I just went from 9.1 to 9.2 to 10.0. All that's left, is rebuilding the installed ports. I wonder, is this really necessary, or is it a mere precausion? If everything functions normal and I see no errors in the logs, do I still need to rebuild everything?

How do you guys handle this?


----------



## SirDice (Apr 10, 2014)

*Re: Is is really necessary to rebuild all ports after upgrad*

Yes, it's necessary. After a major version upgrade _always_ rebuild or reinstall all ports.


----------



## kpa (Apr 10, 2014)

*Re: Is is really necessary to rebuild all ports after upgrad*

The technical reason is that the so called ABI (application binary interface) has changed with the newer version of the operating system. It now contains a different set of shared libraries and in some cases a different set of system calls that differ from what the old version offered. You can think the ABI as a "contract" that is valid only on the same major version of the OS. When moving to next higher major version of the OS the contract is no longer valid and any binary programs that were compiled on the older version of the OS are no longer guaranteed to work. Programs that are part of the base system have to be also updated of course but this update is covered by `make installworld`. There's also a small set of programs that are guaranteed to work with a kernel from the next higher major version to make sure the upgrade of world can be done in single user mode after booting the new kernel the first time.


----------



## mariourk (Apr 10, 2014)

*Re: Is is really necessary to rebuild all ports after upgrad*

Isn't there a way to check if there are programs affected by abi breakages, so only those need to be recompiled? If not, shoudn't this be a feature? Or is this way too complex to do?


----------



## kpa (Apr 10, 2014)

*Re: Is is really necessary to rebuild all ports after upgrad*

It could be done with symbol versioning but it's way too complex to catch all edge cases like making sure the the minimal set of programs I mentioned still works with the next major version of the kernel. Also the binutils that FreeBSD still uses is old and buggy and who knows if it would actually work. Maybe when we get the binutils from the LLVM project it could all change.


----------



## mariourk (Apr 10, 2014)

*Re: Is is really necessary to rebuild all ports after upgrad*

Let's hope so. Rebuilding everything is kind of ridiculous, in my opinion. A more efficient and smooth transition between releases would be nice!


----------



## SirDice (Apr 10, 2014)

*Re: Is is really necessary to rebuild all ports after upgrad*

As a stop-gap measure you can install misc/compat9x but you really should rebuild everything.


----------



## kpa (Apr 10, 2014)

*Re: Is is really necessary to rebuild all ports after upgrad*

Even if you could detect the changes in the ABI the need to rebuild would still stay and the amount of programs that need to be rebuilt wouldn't be any less. That's the price we have to pay from certain decisions. For example almost every single UNIX program still uses the dynamic linking in a "direct" way which is basically loading a shared library and letting the dynamic linker resolve the unsolved references. This is basically ok but leads to what is known as a "DLL Hell" when different versions of the same shared library with multiple versions of the same API are needed by different programs. 

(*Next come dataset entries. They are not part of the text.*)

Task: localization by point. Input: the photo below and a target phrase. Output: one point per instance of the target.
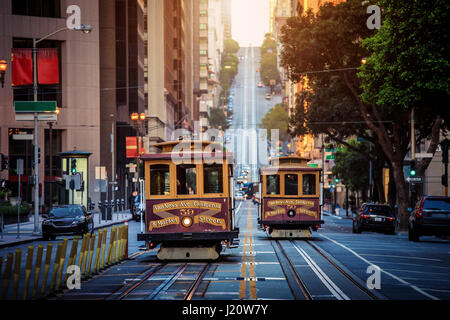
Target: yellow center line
(252, 258)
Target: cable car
(290, 199)
(189, 190)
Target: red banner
(48, 66)
(22, 67)
(131, 147)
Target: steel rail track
(137, 284)
(191, 291)
(292, 272)
(344, 273)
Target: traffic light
(73, 167)
(444, 146)
(412, 169)
(5, 162)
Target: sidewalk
(342, 214)
(10, 239)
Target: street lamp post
(85, 29)
(3, 67)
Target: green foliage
(277, 118)
(409, 63)
(8, 209)
(217, 119)
(352, 167)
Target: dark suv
(374, 217)
(67, 219)
(431, 216)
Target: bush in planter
(10, 212)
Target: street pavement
(254, 271)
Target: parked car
(374, 217)
(431, 216)
(256, 198)
(66, 220)
(239, 196)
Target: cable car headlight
(187, 222)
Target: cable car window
(213, 178)
(273, 184)
(309, 184)
(291, 184)
(159, 180)
(186, 179)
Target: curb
(20, 242)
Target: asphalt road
(249, 106)
(258, 268)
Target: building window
(45, 92)
(186, 179)
(159, 180)
(37, 8)
(273, 184)
(309, 184)
(291, 184)
(213, 178)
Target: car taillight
(419, 212)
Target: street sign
(41, 117)
(424, 155)
(19, 167)
(34, 106)
(414, 179)
(23, 137)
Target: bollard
(48, 259)
(7, 275)
(56, 267)
(105, 233)
(114, 255)
(85, 254)
(72, 256)
(98, 252)
(17, 261)
(83, 244)
(119, 244)
(28, 268)
(126, 240)
(37, 270)
(91, 252)
(111, 239)
(61, 264)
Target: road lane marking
(331, 286)
(382, 270)
(403, 257)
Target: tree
(278, 119)
(352, 167)
(333, 38)
(217, 119)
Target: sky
(250, 21)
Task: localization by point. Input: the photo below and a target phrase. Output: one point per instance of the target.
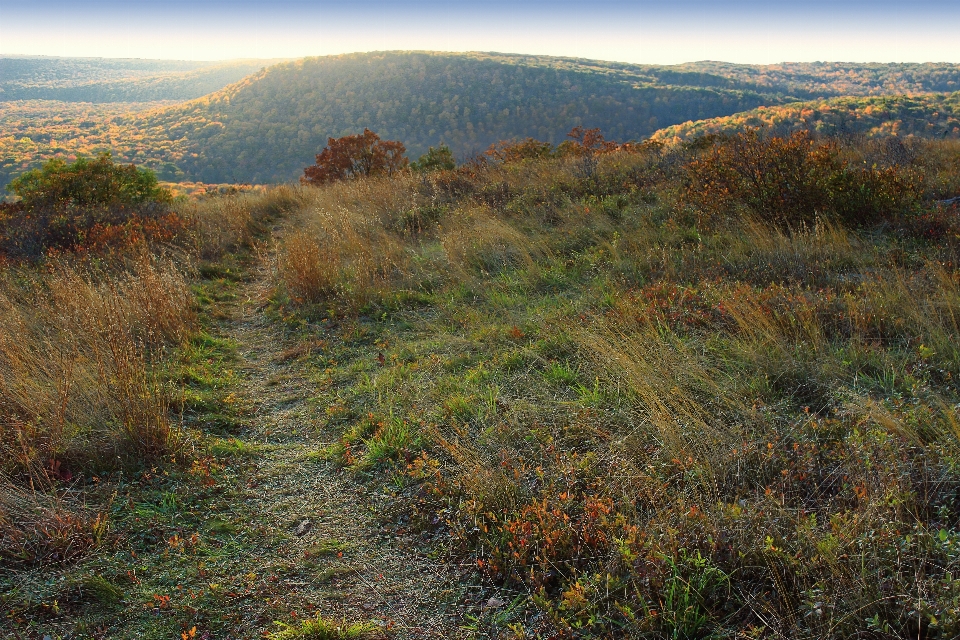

There are solutions to this problem available and one of them is called CORBA that is kind of a broker system for programming APIs offered by sofware components. With CORBA you don't directly link to a DLL that offers the correct API with the correct version but you ask the CORBA system for a reference (pointer) to a specific API with a specific version and the system returns that to your program and your program doesn't have know any of the details how the actual loading/linkage happened. Sadly nobody seems to use CORBA or any equivalent system in their projects but keep using the rapidly aging UNIX shared library interface.


----------